Private preview and projection unveiling: Wednesday, Nov. 30, 8 to 10pm
Opening Reception with the Artists: Thursday, Dec. 1, 6 to 10pm
Daily: Dec. 1 – 4, 11am to 6pm
Valet and street parking available, Metromover (Eleventh Street station) accessible
Since the 19th century, the term “ivory tower” has been used to designate a world or atmosphere where intellectuals engage in pursuits that are disconnected from the practical concerns of everyday life. As such, it usually carries pejorative connotations of a willful disconnect from the everyday world; esoteric, over-specialized, or even useless research; and academic elitism, if not outright condescension.
The commencement of the 21st century in general and the state of America’s economy in particular have marked an ever-increasing divide between what artists want to create, what galleries want to sell, and what people want to see and buy. Never is this more evident than during the first week of December, when thousands of aesthetes flock like wintering geese to Miami. Ivory Tower is an attempt to bridge the gaps between the experimental/experiential and commercially-viable art, if only for a moment in time. The diversity of works shown span the fields of science, documentary film, user-generated and theoretical content, and the space between the familiar and the bizarre. Ivory Tower is set high above the downtown skyline in the glittering Marquis Miami, “downtown Miami’s most elevated address”. Participating artists to date include: Alex Villar, Nia Burks, Paul D. Miller (DJ Spooky), Paul Moakley, Phillip David Stearns, Sean Capone and Tiffany Carbonneau.

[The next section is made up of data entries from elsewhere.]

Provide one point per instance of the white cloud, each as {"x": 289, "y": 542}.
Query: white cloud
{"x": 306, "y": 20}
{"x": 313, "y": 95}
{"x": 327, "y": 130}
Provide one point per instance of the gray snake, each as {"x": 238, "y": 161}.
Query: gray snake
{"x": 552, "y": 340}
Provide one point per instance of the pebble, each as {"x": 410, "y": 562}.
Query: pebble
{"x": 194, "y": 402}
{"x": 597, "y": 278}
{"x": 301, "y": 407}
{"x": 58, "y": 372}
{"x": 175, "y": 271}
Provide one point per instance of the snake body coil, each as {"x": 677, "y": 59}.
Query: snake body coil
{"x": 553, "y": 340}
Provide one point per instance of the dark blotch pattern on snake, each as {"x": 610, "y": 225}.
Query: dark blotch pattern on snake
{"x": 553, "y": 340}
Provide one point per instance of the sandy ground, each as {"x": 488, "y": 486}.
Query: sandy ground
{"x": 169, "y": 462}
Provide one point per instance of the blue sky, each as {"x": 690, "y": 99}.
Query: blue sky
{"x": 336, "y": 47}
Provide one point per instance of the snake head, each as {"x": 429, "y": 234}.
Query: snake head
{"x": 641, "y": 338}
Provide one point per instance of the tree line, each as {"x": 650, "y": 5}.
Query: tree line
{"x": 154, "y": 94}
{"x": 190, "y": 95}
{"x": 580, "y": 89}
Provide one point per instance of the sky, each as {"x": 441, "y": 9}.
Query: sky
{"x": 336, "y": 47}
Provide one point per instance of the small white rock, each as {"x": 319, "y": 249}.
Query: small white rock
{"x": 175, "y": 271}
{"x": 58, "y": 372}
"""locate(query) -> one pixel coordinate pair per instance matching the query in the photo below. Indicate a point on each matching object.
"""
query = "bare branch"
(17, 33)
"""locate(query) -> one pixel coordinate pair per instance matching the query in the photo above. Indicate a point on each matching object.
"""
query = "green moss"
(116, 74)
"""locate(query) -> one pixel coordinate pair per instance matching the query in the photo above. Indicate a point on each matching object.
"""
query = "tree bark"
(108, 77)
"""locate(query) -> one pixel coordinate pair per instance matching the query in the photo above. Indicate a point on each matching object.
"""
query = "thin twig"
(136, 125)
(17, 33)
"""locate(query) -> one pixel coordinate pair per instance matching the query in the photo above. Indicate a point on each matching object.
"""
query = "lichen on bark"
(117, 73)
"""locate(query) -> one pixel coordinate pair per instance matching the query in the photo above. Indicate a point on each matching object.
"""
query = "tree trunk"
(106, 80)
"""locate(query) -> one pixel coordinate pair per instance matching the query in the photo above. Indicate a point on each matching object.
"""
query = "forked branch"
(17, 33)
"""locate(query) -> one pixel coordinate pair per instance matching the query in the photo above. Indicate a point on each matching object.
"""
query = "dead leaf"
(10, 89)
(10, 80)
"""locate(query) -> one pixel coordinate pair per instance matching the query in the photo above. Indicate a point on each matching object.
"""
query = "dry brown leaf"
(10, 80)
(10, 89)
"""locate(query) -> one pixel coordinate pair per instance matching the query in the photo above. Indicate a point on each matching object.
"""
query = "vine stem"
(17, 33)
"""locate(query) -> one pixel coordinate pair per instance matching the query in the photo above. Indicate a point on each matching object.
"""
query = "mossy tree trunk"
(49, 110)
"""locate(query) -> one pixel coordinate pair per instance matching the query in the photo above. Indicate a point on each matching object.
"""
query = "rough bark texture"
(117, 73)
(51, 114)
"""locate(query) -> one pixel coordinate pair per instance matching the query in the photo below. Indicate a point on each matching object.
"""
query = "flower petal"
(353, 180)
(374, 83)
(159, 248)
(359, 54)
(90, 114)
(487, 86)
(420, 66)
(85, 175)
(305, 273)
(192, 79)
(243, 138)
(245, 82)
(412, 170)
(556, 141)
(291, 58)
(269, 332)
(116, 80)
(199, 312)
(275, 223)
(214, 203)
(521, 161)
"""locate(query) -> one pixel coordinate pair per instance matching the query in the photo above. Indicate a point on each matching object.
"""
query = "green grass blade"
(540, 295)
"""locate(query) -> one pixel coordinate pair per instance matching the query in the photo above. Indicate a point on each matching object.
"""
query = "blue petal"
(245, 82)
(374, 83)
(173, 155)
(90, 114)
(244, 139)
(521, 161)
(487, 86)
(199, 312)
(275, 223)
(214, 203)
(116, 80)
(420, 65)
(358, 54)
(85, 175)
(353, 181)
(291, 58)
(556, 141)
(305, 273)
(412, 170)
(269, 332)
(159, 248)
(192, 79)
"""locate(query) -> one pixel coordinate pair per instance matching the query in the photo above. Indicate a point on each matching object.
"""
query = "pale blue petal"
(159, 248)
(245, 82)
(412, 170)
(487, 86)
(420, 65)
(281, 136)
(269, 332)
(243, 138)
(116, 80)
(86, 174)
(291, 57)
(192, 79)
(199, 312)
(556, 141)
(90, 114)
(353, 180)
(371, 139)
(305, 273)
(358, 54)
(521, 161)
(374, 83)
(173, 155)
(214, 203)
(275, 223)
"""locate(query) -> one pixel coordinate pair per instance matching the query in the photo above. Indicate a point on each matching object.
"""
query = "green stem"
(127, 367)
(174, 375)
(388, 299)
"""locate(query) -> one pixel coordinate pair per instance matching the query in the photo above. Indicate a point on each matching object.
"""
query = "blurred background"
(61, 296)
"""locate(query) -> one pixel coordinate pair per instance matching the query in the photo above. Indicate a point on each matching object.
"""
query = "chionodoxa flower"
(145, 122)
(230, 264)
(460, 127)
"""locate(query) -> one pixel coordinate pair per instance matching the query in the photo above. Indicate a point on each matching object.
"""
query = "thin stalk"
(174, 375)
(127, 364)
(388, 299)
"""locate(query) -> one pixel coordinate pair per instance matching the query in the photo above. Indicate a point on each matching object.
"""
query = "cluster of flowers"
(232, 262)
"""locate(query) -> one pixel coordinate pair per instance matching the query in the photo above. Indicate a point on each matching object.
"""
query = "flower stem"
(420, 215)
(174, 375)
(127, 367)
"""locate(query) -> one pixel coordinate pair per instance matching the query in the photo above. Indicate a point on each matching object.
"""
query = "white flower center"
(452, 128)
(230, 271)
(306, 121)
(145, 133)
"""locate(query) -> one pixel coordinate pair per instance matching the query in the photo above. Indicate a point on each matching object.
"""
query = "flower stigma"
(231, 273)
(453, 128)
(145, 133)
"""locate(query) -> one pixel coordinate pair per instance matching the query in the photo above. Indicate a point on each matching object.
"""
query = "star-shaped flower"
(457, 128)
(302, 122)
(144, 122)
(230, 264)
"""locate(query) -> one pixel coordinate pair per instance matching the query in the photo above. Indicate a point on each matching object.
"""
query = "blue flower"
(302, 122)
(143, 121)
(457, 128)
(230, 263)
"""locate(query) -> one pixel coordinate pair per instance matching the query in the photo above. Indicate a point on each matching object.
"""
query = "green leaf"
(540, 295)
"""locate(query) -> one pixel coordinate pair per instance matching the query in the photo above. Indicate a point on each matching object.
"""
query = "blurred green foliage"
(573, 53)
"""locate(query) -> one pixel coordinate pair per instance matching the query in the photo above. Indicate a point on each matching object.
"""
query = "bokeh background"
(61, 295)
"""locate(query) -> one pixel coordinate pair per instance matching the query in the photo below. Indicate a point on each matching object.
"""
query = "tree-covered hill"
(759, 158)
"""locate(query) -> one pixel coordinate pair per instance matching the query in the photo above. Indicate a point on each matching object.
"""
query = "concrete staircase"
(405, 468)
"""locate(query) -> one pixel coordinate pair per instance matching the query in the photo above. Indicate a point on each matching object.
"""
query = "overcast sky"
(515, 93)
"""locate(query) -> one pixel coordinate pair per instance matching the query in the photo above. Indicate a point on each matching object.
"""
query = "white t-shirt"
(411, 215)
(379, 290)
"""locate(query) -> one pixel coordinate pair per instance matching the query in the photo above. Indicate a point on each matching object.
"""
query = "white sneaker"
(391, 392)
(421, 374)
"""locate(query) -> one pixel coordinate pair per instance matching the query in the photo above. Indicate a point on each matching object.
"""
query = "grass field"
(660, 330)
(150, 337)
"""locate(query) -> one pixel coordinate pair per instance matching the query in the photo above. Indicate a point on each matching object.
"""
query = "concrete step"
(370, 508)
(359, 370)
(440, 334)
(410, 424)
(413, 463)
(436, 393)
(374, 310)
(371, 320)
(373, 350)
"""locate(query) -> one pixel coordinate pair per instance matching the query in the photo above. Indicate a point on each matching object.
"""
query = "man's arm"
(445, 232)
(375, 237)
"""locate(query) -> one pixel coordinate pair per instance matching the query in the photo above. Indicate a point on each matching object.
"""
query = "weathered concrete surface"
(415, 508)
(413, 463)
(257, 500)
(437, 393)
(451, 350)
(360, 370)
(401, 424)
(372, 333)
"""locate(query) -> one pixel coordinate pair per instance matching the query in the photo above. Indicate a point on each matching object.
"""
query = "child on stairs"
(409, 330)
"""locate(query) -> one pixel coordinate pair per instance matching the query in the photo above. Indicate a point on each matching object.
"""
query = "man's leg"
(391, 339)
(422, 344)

Alex Villar will be showing his latest work, “Breaking into Business”, created in Lublin, Poland for the 2011 Open City Festival. The title ‘Breaking into Business’ provides a literal description as Villar utilizes moveable scaffolding to access a variety of establishments, serving as a humorous critique on gaining successful entry into a field of industry. Taken together, these actions suggest a more direct route into a desirable space.
Paul D. Miller’s “Antarctica Project” concerns the intersection of mathematics and music composition, taking the hexagonal design of the snowflake and overlaying the image over a logarithmic sound track of beats coupling sound and repeating numbers. Inspired by Penrose Stairs, the Sierpinski Triangle, and cellular automata, Miller visualizes the applications of these visual anomalies onto an aural paradigm. Similarly, Phillip David Stearns’ “DCP Series” and “Apeiron | Peras” are created through data generated by either sonifying or visualizing raw electronic signals, thus rendering raw data into images.
Tiffany Carbonneau explores the impact of our surroundings by presenting familiar structures in an unfamiliar way. Carbonneau allows the viewer to experience subtle architectural influences through means of video and projection, documenting and re-contextualizing. Nia Burks too re-contextualizes work, primarily found digital material. By rearranging pre-existing data, Burks is able to completely transform user-generated content by altering it as little as possible. Minimal interference by the artist is the trademark of Paul Moakley, Deputy Photo Editor for Time Magazine. Moakley remains pure to the documentary video and photography aesthetic as he records surroundings that are simultaneously familiar and alien to him. Projection artist Sean Capone will completely transform the “alternative” spaces of Ivory Tower, commenting on the intersection of lowbrow and high art.
The special site-specific building projection on the “ivory tower” by Tiffany Carbonneau will be begin Nov. 30 at 8pm and run through Dec. 4. The work can be seen from I-95 north and south bounds, I-395, I-195 and the Venetian Causeway east bound.